Public Law Journal: Winter 2014, Vol. 37, No. 1

Police Liability for Tactical Conduct Preceding the Use of Force-The Implications of Hayes v. County of San Diego

By Michael R. Linden and Justin B. Atkinson*

The Spring 2012 edition of the Public Law Journal featured an article (written by the authors herein) entitled "Can a Lawful Arrest Be Negligent?" This article discussed the issue of whether law enforcement officers owed a legal duty to arrestees to use reasonable care in the tactics employed to effectuate an arrest. While citing authority supporting the existence of a duty to use reasonable force, the article also cited the cases Adams v. City of Fremont ("Adams") and Munoz v.

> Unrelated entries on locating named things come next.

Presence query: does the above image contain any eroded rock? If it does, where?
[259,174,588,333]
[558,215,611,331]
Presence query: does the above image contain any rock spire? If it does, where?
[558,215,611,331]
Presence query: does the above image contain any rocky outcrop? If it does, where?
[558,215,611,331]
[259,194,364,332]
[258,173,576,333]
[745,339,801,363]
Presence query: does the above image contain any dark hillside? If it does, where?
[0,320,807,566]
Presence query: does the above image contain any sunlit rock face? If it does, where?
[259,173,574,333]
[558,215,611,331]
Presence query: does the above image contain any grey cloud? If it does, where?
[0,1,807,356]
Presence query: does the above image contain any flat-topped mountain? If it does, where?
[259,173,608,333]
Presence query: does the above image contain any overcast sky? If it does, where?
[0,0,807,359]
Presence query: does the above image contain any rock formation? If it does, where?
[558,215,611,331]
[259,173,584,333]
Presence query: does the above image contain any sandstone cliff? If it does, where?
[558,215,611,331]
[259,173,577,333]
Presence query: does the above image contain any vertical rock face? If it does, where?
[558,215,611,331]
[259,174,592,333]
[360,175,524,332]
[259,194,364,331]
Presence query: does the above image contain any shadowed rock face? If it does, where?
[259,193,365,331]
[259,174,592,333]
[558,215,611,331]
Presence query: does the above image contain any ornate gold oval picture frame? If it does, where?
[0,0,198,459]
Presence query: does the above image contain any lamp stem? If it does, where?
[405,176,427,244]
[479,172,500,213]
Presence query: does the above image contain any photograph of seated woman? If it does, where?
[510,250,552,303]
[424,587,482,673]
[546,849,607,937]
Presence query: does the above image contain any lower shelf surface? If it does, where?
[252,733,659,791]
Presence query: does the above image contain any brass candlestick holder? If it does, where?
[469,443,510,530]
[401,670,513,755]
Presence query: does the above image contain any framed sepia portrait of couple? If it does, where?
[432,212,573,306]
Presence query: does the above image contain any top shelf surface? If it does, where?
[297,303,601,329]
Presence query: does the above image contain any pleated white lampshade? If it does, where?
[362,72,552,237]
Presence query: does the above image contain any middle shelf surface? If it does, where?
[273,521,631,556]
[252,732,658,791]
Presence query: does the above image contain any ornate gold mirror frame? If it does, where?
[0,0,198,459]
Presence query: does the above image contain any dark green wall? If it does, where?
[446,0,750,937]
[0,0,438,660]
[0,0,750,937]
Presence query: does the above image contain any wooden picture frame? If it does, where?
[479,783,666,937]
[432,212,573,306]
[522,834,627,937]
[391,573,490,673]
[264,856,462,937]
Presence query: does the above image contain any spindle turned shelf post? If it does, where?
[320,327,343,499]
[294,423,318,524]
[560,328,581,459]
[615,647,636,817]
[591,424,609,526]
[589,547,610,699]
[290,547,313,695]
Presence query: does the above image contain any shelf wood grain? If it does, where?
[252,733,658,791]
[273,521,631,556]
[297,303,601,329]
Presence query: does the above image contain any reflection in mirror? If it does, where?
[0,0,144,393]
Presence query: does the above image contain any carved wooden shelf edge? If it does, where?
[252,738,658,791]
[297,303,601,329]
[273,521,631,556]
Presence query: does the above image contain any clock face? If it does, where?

City of Union City ("Munoz") for the proposition that law enforcement officers did not owe a duty to potential arrestees with respect to the tactics utilized prior to the use of force.1

Since the Spring 2012 article was published, however, the foundation of the broad rule of no duty set forth in Adams and Munoz has slowly eroded On August 19, 2013, the California Supreme Court issued a decision in the case Hayes v. County of San Diego that substantially limits the holdings in Adams and Munoz in cases where police officers cause the death of a subject in the field.2 How this change came about is discussed below.